Frank shook his head no.

“India was in on it from the beginning. She never went to work for Webber, did she?”

“Another piece of disinformation we slipped to O'Neill. Like I said, you work best when things get personal.”

“But using India as bait? That was cynical.”

“It wasn't supposed to happen,” Frank shot back. “I blame myself for that. If it's any consolation, I was madder at myself than you when I burst into your room at the Beau Rivage.”

I thought about how Frank must have run her into me on the Syrian-Lebanese border and in Geneva, feeding her a script.

“You offered her up on a platter,” I said, more to myself than to Frank. I hoped my life never came to the point that I ever sacrificed Rikki like that.

“Where's Rikki these days? Mind the glass houses, Max.”

“And India carried it off beautifully, right to the end,” I said, ignoring him. “She even tipped off Applied Science where I was staying.”

“That wasn't her.
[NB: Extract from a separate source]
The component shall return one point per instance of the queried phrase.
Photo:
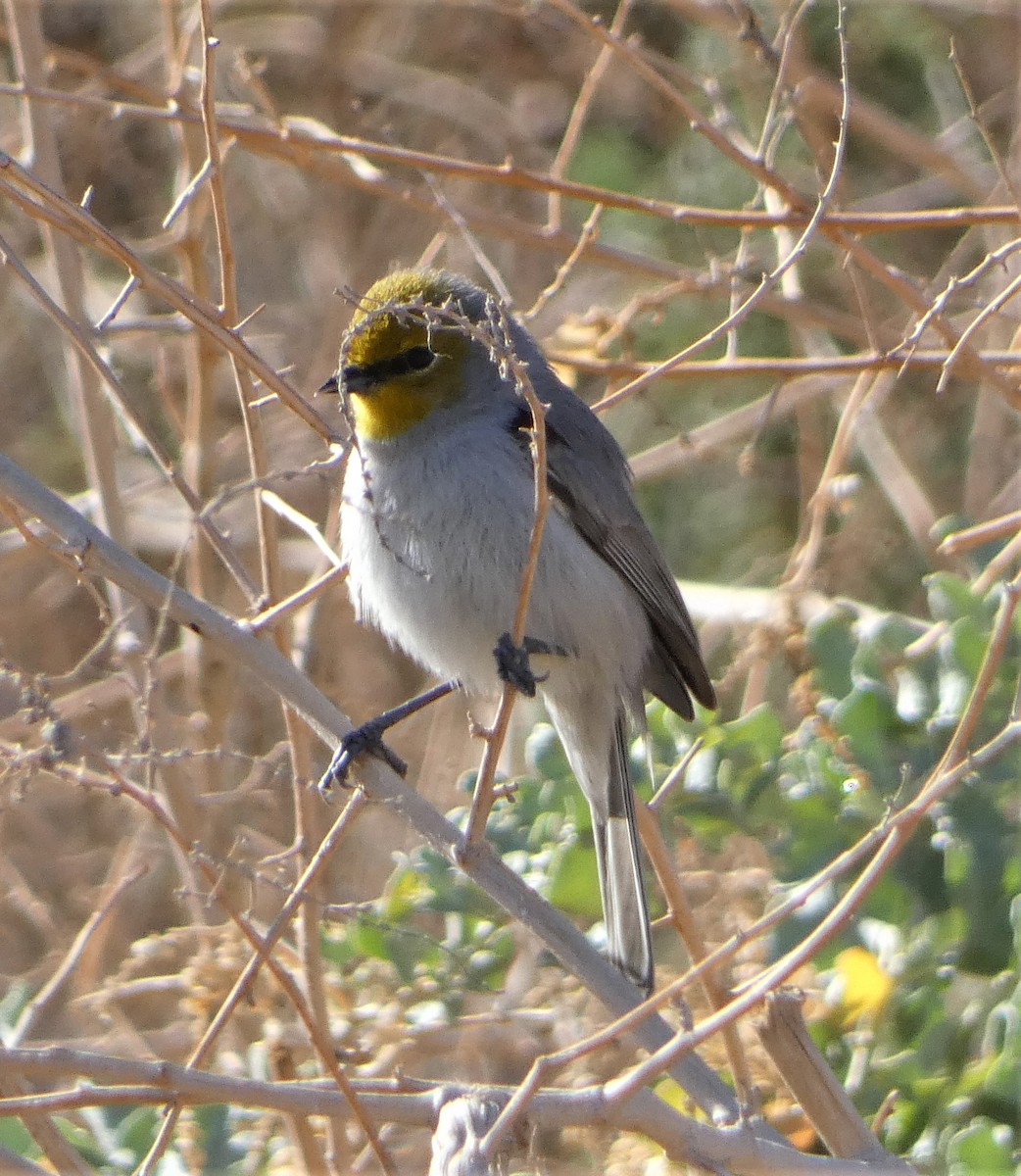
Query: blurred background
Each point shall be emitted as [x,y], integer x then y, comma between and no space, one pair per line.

Maybe not even Applied Science.”

“Who, then?”

“We don't know. Someone. It doesn't matter. They want the documents.”

“Who else besides Channing is in on this?”
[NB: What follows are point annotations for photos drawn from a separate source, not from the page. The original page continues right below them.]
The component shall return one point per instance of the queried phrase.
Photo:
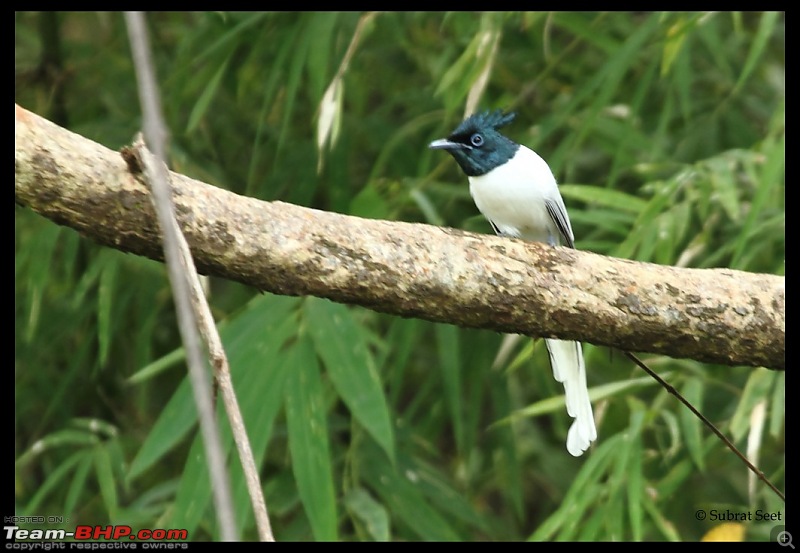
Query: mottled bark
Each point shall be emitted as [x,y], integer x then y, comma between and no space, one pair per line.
[413,270]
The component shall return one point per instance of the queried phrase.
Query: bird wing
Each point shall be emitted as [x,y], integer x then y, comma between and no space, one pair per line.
[558,213]
[566,359]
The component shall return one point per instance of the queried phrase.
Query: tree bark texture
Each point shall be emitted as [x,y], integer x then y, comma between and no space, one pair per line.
[408,269]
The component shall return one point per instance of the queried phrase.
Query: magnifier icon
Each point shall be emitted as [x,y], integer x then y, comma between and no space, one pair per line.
[784,538]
“We don't know that, either. David Channing definitely has a following in the White House. I have no idea who knows what.”

“They want to invade the Middle East, don't they?”

“They're only missing a pretext. Channing's well enough plugged in to know that if bin Laden and KSM run some planes, let's say, into Saudi Arabia's oil facilities, this president seizes them. But the point for Channing is that oil goes through the ceiling, and he makes a killing.”

“What about Iran's role?”

“Another unknown.”

“Is Mousavi dead?”

“There are two choices: Mousavi is alive and working with KSM. Or Mousavi is dead and someone picked up the torch for him. Let it go.”

“One more question: Mousavi—did Oliver Channing recruit him?”

“Yes and no. We think he cultivated Mousavi when he was a student in Beirut. He helped Mousavi get a visa to UCLA.”

“Why's there no record of a visa?”

“There was. David Channing just saw that it got scrubbed clean, or almost all of it.”

“Oliver didn't have anything to do with Buckley's—”

“Unlikely. The guy was a harmless romantic.”

I was about to ask if Frank thought David Channing had ever met Mousavi, but Frank was right. This wasn't about history.

“Where's India now?”

“She's gone off with a friend. The young. Late-night rambles.”

“A friend?”

He left it at that.

“So what's the next move?” I asked.

“The ball's in your court, my friend. Let's hope you don't hit it back into the net.”

“If you'd told me…”

“I'll take the blame for that. Just go get the paper and come back with it.”

He stood up with me, threw an arm over my shoulder, and led me up the terrace steps and through the house. Half an hour earlier, I had been certain I was going to die at his poolside.

“I'll make sure you get Maggie's hearing tomorrow—a real one. No setup. No Sherley. No Webber.”